Kiwifruit growers vote on plan to foil China’s cheats

- Andrea Fox

We’ll continue working to address the challenge of unauthoris­ed plantings of Gold3 in China.

Carol Ward, Zespri

The country’s kiwifruit growers have made a strong showing at the ballot box in voting on marketer Zespri’s plan to try to counter rogue growing in China of a Zespri-owned gold fruit variety.

Voting closed at midday yesterday, with early indication­s the voting return was about 59 per cent and about 75 per cent in terms of weighted production.

Zespri is owned by 2000-plus growers.

Carol Ward, Zespri’s chief grower, industry and sustainabi­lity officer, said the early voting indication was similar to the response at the last Zespri producer vote in 2019.

The result should be announced late next week after postal votes are counted and final auditing complete.

“Our focus remains protecting the interests of New Zealand growers and regardless of the outcome of the vote, we’ll continue working to address the challenge of unauthoris­ed plantings of Gold3 in China which remains an important market for Zespri,” Ward said.
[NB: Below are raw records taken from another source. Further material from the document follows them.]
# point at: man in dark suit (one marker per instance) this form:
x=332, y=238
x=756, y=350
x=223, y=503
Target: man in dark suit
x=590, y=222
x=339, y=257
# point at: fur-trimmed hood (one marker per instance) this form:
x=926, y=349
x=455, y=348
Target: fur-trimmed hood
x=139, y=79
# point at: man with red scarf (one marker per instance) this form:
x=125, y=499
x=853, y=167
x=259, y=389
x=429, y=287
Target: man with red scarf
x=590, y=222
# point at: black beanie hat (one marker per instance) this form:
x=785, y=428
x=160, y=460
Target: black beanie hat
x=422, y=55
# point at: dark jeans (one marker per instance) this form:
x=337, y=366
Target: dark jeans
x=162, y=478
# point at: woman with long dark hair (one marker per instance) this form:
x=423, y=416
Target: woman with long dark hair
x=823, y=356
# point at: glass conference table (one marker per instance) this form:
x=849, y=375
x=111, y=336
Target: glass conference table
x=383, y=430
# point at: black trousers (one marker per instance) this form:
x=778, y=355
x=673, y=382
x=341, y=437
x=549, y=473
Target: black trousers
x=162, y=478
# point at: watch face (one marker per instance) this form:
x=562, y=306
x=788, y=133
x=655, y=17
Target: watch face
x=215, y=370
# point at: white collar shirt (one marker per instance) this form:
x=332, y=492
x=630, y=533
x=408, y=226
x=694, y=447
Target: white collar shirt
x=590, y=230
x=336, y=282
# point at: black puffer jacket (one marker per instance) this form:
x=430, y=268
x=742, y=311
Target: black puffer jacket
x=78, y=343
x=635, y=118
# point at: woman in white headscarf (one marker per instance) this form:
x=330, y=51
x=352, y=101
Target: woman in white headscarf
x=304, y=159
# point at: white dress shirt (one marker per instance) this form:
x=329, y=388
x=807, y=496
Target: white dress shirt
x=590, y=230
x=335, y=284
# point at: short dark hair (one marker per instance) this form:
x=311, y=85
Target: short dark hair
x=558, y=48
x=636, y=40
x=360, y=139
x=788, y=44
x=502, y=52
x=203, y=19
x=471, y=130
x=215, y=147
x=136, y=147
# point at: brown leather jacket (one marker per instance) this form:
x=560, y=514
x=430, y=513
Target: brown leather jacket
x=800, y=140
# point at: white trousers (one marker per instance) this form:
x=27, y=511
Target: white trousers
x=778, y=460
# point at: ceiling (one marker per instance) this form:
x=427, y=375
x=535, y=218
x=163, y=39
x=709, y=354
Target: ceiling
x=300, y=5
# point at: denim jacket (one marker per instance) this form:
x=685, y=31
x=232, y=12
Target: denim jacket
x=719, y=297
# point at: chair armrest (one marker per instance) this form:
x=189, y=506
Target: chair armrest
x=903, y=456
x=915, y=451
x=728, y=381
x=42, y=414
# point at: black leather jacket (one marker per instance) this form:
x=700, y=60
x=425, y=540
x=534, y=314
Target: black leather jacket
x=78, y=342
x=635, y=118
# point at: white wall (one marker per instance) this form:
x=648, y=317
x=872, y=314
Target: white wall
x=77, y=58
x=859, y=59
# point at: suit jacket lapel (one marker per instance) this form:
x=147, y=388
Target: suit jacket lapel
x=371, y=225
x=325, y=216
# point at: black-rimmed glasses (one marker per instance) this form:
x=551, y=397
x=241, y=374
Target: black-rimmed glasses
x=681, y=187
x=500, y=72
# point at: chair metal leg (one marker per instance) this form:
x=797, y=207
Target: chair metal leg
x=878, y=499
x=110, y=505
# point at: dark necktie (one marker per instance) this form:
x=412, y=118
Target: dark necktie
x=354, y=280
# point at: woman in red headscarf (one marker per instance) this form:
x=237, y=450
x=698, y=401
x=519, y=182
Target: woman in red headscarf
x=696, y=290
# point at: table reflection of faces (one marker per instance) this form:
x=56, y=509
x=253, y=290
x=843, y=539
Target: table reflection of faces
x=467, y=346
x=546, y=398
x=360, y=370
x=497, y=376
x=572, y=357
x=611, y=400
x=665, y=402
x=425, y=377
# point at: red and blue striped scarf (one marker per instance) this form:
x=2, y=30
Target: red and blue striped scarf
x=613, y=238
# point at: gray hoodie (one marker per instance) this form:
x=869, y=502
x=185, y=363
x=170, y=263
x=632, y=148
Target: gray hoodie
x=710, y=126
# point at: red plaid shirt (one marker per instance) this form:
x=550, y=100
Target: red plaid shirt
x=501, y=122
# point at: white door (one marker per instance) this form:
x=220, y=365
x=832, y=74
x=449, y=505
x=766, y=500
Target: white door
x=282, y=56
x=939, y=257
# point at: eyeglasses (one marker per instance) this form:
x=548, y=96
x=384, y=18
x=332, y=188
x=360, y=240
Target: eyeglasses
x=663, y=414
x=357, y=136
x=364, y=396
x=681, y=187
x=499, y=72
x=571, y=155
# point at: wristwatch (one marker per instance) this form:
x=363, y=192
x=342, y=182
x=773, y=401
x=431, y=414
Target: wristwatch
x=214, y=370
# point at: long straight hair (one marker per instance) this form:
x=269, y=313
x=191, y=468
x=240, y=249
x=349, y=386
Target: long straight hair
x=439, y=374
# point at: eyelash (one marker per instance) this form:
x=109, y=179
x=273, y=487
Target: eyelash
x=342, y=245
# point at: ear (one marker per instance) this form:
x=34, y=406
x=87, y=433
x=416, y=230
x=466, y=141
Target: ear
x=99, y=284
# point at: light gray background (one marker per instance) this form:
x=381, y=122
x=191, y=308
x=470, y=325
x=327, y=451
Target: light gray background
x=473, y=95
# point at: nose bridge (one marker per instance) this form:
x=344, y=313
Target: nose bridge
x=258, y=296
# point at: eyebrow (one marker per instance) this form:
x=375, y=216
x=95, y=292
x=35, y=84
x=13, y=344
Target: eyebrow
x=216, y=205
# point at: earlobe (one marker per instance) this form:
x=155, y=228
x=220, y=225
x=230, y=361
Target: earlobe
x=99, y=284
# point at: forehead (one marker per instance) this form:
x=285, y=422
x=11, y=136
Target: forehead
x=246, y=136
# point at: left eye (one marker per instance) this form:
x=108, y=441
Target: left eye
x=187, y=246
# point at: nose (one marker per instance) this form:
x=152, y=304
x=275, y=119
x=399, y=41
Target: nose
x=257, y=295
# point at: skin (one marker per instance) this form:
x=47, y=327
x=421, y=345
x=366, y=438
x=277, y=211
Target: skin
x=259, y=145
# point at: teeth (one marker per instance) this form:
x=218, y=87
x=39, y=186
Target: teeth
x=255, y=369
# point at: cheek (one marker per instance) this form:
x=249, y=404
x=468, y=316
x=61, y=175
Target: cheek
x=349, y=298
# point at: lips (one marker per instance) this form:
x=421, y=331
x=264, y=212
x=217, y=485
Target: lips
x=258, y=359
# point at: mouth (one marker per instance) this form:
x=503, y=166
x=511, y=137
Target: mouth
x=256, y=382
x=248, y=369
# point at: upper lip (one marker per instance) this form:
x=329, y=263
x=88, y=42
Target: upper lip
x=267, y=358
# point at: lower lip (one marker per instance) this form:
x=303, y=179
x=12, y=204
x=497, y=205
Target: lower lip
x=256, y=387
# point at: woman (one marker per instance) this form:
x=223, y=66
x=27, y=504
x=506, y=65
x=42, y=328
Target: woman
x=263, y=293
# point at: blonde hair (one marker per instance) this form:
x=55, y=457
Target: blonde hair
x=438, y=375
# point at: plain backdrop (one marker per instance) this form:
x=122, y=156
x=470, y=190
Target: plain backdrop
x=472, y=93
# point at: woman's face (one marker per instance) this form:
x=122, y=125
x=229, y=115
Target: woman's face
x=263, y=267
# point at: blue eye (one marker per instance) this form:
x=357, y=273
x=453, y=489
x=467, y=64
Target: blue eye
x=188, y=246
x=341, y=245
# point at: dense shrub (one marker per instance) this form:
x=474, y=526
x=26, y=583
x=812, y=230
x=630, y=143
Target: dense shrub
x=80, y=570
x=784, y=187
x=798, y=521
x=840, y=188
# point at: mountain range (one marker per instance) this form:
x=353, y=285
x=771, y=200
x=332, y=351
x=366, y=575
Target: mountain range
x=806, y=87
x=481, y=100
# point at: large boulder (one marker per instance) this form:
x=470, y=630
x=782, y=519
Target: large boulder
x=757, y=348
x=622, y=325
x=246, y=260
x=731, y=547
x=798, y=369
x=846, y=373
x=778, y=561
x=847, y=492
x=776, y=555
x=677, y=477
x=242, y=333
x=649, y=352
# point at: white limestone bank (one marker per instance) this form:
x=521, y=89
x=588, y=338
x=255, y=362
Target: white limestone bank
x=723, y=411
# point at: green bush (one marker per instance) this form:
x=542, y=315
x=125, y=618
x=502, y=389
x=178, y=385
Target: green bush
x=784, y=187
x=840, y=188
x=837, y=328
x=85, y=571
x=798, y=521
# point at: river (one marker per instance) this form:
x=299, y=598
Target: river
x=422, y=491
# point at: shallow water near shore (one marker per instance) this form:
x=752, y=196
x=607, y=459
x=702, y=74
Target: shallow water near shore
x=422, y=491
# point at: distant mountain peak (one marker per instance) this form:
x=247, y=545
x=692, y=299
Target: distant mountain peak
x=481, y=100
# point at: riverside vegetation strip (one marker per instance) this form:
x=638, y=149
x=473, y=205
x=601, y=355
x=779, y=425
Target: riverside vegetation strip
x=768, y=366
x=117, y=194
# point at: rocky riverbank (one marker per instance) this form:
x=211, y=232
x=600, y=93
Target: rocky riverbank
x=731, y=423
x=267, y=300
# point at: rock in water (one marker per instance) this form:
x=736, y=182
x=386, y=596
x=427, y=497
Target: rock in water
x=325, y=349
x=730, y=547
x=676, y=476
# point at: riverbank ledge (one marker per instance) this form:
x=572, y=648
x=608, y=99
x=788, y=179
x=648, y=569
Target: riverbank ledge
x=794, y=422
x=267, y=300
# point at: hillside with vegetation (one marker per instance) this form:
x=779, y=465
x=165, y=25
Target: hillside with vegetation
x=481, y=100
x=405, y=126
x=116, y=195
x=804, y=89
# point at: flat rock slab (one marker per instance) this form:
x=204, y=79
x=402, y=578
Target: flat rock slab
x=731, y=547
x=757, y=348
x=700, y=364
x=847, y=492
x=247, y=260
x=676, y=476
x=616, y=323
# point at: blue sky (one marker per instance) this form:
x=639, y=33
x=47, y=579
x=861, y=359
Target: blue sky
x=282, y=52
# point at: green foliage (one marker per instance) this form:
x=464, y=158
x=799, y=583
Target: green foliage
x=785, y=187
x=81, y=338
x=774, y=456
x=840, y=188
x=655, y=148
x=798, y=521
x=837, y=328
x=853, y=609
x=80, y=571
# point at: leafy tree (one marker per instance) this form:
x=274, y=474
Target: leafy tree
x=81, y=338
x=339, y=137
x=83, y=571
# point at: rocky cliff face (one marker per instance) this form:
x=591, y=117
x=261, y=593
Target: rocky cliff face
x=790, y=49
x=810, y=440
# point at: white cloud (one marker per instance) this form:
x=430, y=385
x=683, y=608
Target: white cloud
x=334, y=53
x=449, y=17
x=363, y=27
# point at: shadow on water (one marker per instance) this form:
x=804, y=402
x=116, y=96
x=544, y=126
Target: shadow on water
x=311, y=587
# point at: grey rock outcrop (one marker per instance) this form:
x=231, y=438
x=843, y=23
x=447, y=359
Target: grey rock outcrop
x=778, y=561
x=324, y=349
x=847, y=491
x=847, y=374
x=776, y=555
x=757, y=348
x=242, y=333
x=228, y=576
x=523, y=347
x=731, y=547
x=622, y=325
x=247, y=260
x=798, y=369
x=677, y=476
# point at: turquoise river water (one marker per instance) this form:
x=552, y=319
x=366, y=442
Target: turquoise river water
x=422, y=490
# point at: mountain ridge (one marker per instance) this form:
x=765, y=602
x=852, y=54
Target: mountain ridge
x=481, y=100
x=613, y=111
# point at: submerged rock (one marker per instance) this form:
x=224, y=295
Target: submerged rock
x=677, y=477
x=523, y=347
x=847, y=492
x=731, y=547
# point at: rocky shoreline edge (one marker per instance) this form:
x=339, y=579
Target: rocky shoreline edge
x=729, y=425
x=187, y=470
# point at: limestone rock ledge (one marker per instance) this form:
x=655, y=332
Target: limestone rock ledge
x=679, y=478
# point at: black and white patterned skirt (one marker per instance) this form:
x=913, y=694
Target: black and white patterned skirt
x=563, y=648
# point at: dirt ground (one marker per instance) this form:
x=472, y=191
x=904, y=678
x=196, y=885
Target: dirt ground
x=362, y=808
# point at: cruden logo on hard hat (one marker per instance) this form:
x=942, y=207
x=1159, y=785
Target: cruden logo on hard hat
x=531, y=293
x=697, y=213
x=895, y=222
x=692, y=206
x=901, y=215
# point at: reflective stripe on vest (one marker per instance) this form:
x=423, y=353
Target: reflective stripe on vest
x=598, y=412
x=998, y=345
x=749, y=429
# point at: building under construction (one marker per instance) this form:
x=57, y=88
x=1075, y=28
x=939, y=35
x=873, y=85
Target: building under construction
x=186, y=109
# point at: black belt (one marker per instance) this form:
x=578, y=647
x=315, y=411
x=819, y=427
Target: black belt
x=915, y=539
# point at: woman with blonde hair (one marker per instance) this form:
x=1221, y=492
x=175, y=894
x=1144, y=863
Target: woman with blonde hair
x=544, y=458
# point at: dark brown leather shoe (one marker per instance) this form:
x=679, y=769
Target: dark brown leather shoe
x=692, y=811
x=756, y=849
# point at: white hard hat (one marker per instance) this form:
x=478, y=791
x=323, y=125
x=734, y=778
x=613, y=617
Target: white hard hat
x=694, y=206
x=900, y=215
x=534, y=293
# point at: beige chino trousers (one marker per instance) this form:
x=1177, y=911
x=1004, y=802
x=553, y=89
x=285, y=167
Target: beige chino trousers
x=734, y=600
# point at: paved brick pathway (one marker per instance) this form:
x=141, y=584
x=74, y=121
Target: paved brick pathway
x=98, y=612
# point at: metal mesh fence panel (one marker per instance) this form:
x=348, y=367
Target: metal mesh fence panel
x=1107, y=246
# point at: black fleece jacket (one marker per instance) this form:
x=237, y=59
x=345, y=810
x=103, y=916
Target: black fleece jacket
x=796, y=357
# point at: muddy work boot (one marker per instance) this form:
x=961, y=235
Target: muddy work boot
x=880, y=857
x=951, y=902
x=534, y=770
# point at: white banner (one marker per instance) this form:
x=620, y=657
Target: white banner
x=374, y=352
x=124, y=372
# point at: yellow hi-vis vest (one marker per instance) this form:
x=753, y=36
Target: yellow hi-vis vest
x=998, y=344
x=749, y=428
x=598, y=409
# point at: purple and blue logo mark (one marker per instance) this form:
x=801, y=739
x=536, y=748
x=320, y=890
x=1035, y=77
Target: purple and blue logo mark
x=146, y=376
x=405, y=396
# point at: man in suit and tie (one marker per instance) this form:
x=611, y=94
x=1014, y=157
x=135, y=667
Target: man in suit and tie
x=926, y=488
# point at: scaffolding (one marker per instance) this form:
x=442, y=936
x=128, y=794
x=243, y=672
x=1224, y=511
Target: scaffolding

Zespri’s plan is to hold tightly controlled commercial trials with Chinese growers. Zespri is proposing a one-season trial starting this year, contractin­g about 20 Chinese growers to supply up to 200,000 trays of SunGold.

The fruit would be contractua­lly procured and quality would be monitored in the orchards and a postharves­t facility, with Zespri marketing and selling in China fruit that met its standards. If the trial was successful, Zespri would go back to its New Zealand owners to ask them to back a second trial starting next March.

Zespri chief executive Dan Mathieson, who has been in China working with growers and local and central government­s there, last week told the Herald he believed the proposal had a lot of support but “it’s also clear there are those that don’t support it”.

The proposal requires the support of 75 per cent of growers who vote.

The intellectu­al property for the gold variety, branded as SunGold and known in the sector as G3, is owned by Zespri and is its best-selling kiwifruit. The Mount Maunganui-based company believes at least 5500ha of the fruit is being grown without authorisat­ion in China.

Mathieson said Zespri expected Chinese counterfei­ting of the highly successful brand to grow rapidly now in China as volumes of the variety and consumer demand swelled.

China is Zespri’s biggest market, alongside Japan.

“When our New Zealand season finishes there is five months of space for supply to come in from the northern hemisphere and from China production. At that point we see a lot of counterfei­ting of the Zespri brand — putting the Zespri brand on other fruit from other origins and selling it as Zespri fruit,” Mathieson said.

“The second issue we’re going to see is variable quality underminin­g the confidence of consumers in the SunGold.”